This is the second of a five-part series of an interview I conducted in March 2006 with the pastor of a small Baptist church in Kentucky about how ministers use the media at a local level and the art of oratory in preaching. Rev. Darrell Belcher is the past or Echols General Baptist Church in Echols, Ky.
Sam Ford: Darrell, how frequently do pastors in your position deliver sermons?
Darrell Belcher: I have done radio shows, and I used to do some things years ago for Channel 13 (a local station in Bowling Green, Ky.) There was a lot of filming done of revivals I have preached and messages I delivered back in Louisville years ago. 15 or 20 years ago, I preached a lot of revivals. I was healthy, so I travelled a lot. I would sometimes preach five or six revivals in a row, without stopping, plus pastoring a church in between. It was hard to travel, and you had to take off work if you had a regular job most of the time. I always tried to keep my preaching in front of my job. WHen I worked for General Motors, it was always a little harder to manage my work schedule with pastoring and revivals. But, I worked for about 20 years in my own business, so I could plan my work schedule around revivals, and have employees work for me while I was gone.
Sam Ford: How much preparation do you put into a sermon?
Darrell Belcher: It is almost continuous, as far as the research. You deliver one week's sermons and then immediately start preparing for the next run, so you are constantly researching and studying. If you don't, with all the church services you are expected to deliver a message at in a year, you would just start going over the same ground time after time. In general, 30-to-45 minutes is the time span for a sermon. I think it's key to keep your sermon to its barest minimal to keep everyone's attention. If you go too far, you've done ruined your sermon because you lost everybody, so it's important to keep it as short and to-the-point as you can.
Sam Ford: How does the size of the audience change the way you deliver your message?
Darrell Belcher: Not that much changes, really. It doesn't make that big of a difference how big or how little a crowd is. All congregations are different, though, so you have to realize that. You just need to feel the crowd out and realize more or less how to deliver your message in a way that will keep their attention. For instance, take a sermon in the middle of the week. You need to keep your message a little shorter then because you won't be able to hold people's attention as long. It's easier to preach on a Sunday than during the work week, because the audience is starting out more fresh and upbeat instead of being worn out after a long day of work.

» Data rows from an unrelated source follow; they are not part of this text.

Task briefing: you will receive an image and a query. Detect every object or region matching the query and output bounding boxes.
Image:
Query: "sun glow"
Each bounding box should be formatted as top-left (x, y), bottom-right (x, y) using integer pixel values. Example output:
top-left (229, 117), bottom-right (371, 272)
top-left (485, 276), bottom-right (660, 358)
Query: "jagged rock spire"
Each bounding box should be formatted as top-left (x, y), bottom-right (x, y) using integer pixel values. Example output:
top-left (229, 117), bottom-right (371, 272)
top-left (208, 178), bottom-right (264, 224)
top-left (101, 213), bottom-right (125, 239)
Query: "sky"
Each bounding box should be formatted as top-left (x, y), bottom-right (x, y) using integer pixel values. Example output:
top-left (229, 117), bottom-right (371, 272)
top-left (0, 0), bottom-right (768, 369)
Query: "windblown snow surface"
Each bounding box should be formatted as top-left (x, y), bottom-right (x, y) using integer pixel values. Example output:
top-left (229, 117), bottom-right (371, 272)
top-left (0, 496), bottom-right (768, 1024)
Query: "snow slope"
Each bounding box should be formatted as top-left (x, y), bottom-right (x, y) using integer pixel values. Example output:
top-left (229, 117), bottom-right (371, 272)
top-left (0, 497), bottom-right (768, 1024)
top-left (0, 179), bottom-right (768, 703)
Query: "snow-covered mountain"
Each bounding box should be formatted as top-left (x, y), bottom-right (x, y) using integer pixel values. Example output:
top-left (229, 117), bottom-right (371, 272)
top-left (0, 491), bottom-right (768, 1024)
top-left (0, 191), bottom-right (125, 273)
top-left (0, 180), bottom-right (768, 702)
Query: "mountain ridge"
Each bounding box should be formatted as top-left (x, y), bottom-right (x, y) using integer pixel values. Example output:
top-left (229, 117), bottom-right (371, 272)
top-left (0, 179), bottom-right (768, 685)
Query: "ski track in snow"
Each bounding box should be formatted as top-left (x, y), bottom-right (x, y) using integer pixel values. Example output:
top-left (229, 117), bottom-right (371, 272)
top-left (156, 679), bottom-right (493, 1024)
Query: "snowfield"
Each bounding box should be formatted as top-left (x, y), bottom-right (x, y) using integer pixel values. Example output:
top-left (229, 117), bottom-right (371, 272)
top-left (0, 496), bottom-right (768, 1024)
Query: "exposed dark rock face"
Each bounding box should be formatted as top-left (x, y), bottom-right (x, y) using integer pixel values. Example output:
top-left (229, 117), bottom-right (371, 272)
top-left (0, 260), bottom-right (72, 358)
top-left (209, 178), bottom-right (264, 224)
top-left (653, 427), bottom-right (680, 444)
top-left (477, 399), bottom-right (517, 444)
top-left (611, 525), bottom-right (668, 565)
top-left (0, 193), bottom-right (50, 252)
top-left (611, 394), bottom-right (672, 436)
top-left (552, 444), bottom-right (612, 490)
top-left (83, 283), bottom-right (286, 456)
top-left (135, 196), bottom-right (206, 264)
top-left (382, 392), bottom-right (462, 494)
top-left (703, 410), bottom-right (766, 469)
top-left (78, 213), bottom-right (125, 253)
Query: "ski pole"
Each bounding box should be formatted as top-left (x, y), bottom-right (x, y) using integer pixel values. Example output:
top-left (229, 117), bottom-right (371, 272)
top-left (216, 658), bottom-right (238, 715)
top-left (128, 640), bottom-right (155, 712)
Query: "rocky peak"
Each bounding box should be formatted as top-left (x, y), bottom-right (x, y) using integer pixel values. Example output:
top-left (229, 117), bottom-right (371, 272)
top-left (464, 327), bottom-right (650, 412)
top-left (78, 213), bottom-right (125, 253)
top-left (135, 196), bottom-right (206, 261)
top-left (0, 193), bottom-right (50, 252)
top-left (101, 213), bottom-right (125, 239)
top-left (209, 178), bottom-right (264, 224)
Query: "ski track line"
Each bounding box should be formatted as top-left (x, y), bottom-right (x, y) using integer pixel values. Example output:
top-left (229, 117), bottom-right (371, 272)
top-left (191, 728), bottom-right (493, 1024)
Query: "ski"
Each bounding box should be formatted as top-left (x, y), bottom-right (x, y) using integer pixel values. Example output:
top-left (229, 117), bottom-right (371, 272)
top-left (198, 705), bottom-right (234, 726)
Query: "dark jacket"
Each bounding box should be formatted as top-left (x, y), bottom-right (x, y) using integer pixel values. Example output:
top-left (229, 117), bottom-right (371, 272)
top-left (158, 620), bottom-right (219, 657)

In general, though, every crowd is different, so you have to adjust for that.
Sam Ford: How does the church at which your deliver your message change the way you deliver it?
Darrell Belcher: Well, you have to think about the environment. For instance, I have delivered sermons many times in which I knew the people I was addressing were in some form of disagreement. If you are pastoring a church, it's a lot harder to pastor a smaller congregation than it is a larger one. If you know your audience personally and know of issues in their lives, you may want to preach from the bible to reach out to them about the issues they are in disagreement about. Sometimes, though, the audience then thinks you are picking on them from the pulpit. A pastor is not supposed to have the luxury of choosing sides. In that case, it's a lot easier to prepare for delivering a sermon when you are just visiting a church. If you are in a revival, for instance, you will alter for more salvation-type messages. When you are preaching in a church regularly, you preach out of the whole bible, about how to raise families, what God says about marriages and morality, and all the things you would be expected to speak about as pastor. As a visiting preacher, it's what is called a 'hit-and-run situation." You don't know anything about the church, so it's easier to preach to them with a salvation-type service, and then at the end of 7 or 8 or 9 days, you can just move on. Pastoring is a much bigger responsibility.
Sam Ford: Have you ever preached on television?
Darrell Belcher: I have always been in a church when I preached for television, in a live service. I have had sermons aired on Channel 13 here and some in Louisville, years ago. They came and filmed at the church I pastored a lot, although I'm not always sure how they used the footage. They used clips from some of my sermons to show some of the differences in church services. I don't like to watch tapes of my sermons, though. Even if it was a good service, I am constantly thinking of the things I should have done differently. YOu are always your own worst critic, I guess. I don't ever write down or keep notes on any of my sermons; I never did do that. So I don't need to watch tapes to try and perfect my notes.
Sam Ford: How are the dynamics different when a video camera is recording your sermon?
Darrell Belcher: Myself, I never did pay attention to the camera much and went ahead with the regular service like I always did. If you start trying to change things and not be natural, people can pick up on those things. I think it's better for you to just stay as natural as you can. It's not like I am filming every Sunday, like Jimmy Swaggart or somebody. My concentration is on the live audience and delivering a message to the congregation, since they are part of the filming, anyway.